I was reading an article today in the Bangor Daily News about rising sea levels and the impact of housing on the ability of the Scarborough Marsh to respond to climate change. The Scarborough Marsh is breathtaking and dear to me.
In 2020, I wrote an essay that became a finalist entry in 350 Wisconsin’s 2020 personal climate stories. I must have written the essay in their online form because I never found a copy of it. Later, they emailed me my submission! The thing is, I had been writing this essay every time I sat watching my son fish for stripers. Every time I kayaked. Every time I was in awe as white cranes lifted into the sky.
Later I created a slide deck as a prototype for Tangled Lock Journal’s MoonBites. I am reposting. The link to the news article is above and the text-only version follows the slide deck.
The tides here swell and spill into the roads, more often now. Houses cling to shore. Most pretend that this is normal because to say goodbye is too hard.
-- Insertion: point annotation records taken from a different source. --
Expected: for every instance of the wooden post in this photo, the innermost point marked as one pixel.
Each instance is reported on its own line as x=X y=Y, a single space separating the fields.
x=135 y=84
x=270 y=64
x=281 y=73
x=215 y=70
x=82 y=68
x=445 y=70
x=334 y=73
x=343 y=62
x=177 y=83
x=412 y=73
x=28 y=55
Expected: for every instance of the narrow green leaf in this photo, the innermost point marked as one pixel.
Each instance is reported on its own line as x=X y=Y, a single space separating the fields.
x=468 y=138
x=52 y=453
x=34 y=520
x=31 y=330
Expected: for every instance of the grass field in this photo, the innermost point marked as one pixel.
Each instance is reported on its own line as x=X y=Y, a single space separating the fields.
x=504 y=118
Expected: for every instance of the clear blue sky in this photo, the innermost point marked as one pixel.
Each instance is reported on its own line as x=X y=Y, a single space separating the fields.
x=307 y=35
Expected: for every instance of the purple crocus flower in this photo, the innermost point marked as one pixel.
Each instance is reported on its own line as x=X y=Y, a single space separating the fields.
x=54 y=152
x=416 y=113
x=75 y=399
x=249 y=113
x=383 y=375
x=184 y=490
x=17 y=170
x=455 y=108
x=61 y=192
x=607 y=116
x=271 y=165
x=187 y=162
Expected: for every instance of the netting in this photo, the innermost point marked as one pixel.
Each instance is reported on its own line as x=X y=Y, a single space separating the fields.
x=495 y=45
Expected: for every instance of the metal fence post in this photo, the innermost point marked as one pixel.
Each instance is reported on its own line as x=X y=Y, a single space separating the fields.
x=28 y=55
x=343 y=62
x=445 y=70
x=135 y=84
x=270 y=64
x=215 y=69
But I say goodbye every day as I walk and drive past the waters that I love.
I study the topographic maps. “This Portland neighborhood will be the new Peaks Island,” I think, as though the change will be gentle. But the sea is not gentle. Storms will batter the coast and tides will pull the ground from beneath our feet.
We let the low tides trick us. “See,” we say as we kayak out on the waters “the sands are here as they have always been.” And in a far away place, an ice sheet crumbles.
Finalist entry for personal climate stories, 350 Madison’s 2020 #givingtuesday event.